With the advent of genome-wide approaches to interrogate DNA methylation and advances to distinguish major and minor DNA methylation intermediates such as 5hmC from 5mC [15,16], the field is building comprehensive maps of DNA methylation landscapes. Genome-wide mapping studies have revealed that 5hmC and TET proteins are enriched at promoters, gene bodies and distal regulatory elements in mammalian genomes [17,18]. This suggests that the postulated functions of 5mC at these regulatory regions can be revised by taking 5hmC enrichment into account. As we integrate this information from different cell types and in the context of other epigenetic layers such as post-translational histone modifications and nucleosome positions, we are constantly improving our understanding of the role and scope of DNA methylation in different genomic contexts in normal and diseased cells, and importantly, as a function of tumorigenesis.

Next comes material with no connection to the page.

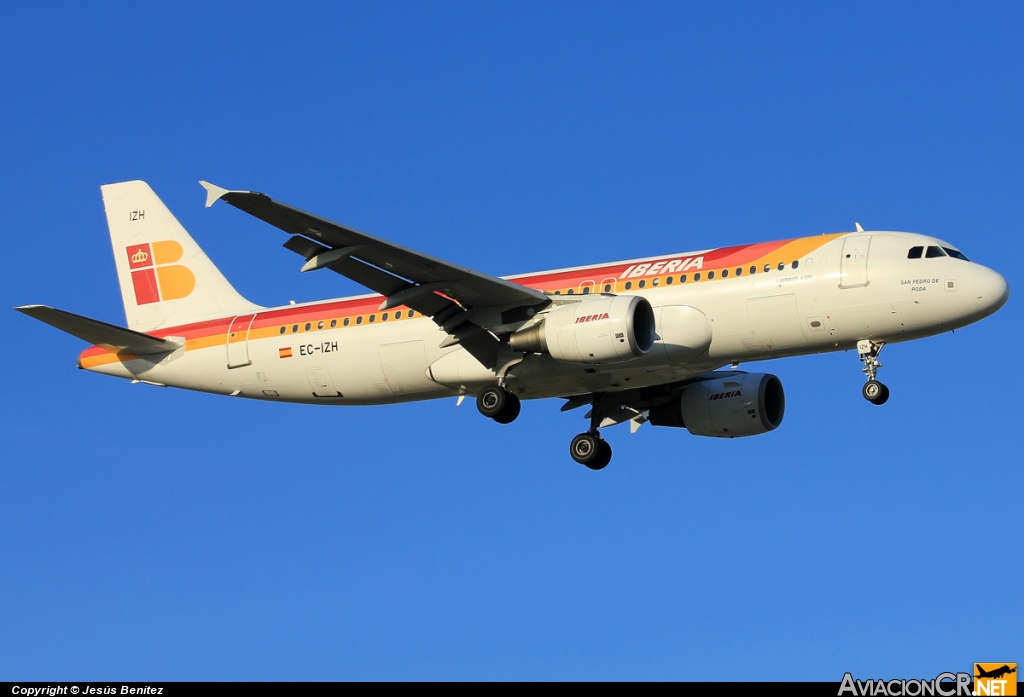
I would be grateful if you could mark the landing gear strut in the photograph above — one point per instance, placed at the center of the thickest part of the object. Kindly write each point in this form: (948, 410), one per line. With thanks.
(495, 402)
(873, 391)
(590, 449)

Normal genomic distribution of DNA methylation
In the human genome, there are approximately 28 million CpG sites of which approximately 70% are methylated in normal somatic cells. Interestingly, these CpG sites are not evenly distributed; in fact, the bulk of the genome is depleted of CpG sites with overall representation of CpG dinucleotides occurring at only one-fifth of the expected frequency. By contrast, clusters of CpG sites occur at the expected frequency, and these regions are termed as ‘CpG islands’ [19]. The majority of CpG islands are 500–1000 base pairs (bp) in length and commonly span promoters of genes, and housekeeping genes [19,20] in particular. Differing from the bulk of the genome, CpG sites located within CpG islands are typically unmethylated in normal somatic cells (Figure 1B). They exist in a transcriptionally permissive chromatin state that is also characterised by various combinations of post-translational histone modifications [21] and distinctive nucleosome organisation [22]. Unmethylated CpG sites within promoter CpG islands provide a binding platform for a complement of transcription factors to control gene activity. A prime example of this is the activity of ubiquitous transcription factor, Sp1 (Specificity protein 1), whose interactions with DNA is modulated by the presence or absence of DNA methylation at CpG islands [23]. Sp1 typically occupies unmethylated DNA to promote gene transcription, whereas binding to methylated CpG sites is inhibited and correlated with transcriptional silencing. While the majority of CpG islands are maintained in an unmethylated state, a number of repressed genes harbour methylated promoter CpG islands in somatic cells, which include genes on the inactive X chromosome in females (dosage compensation) and imprinted alleles [24]. Adjacent to CpG islands are regions known as CpG island ‘shores’, which are located approximately two kilobase pairs (2 kB) distal from CpG islands and have comparatively low CpG density [25]. Like CpG island promoters, shores are typically unmethylated in normal cells and this pattern is associated with gene activity.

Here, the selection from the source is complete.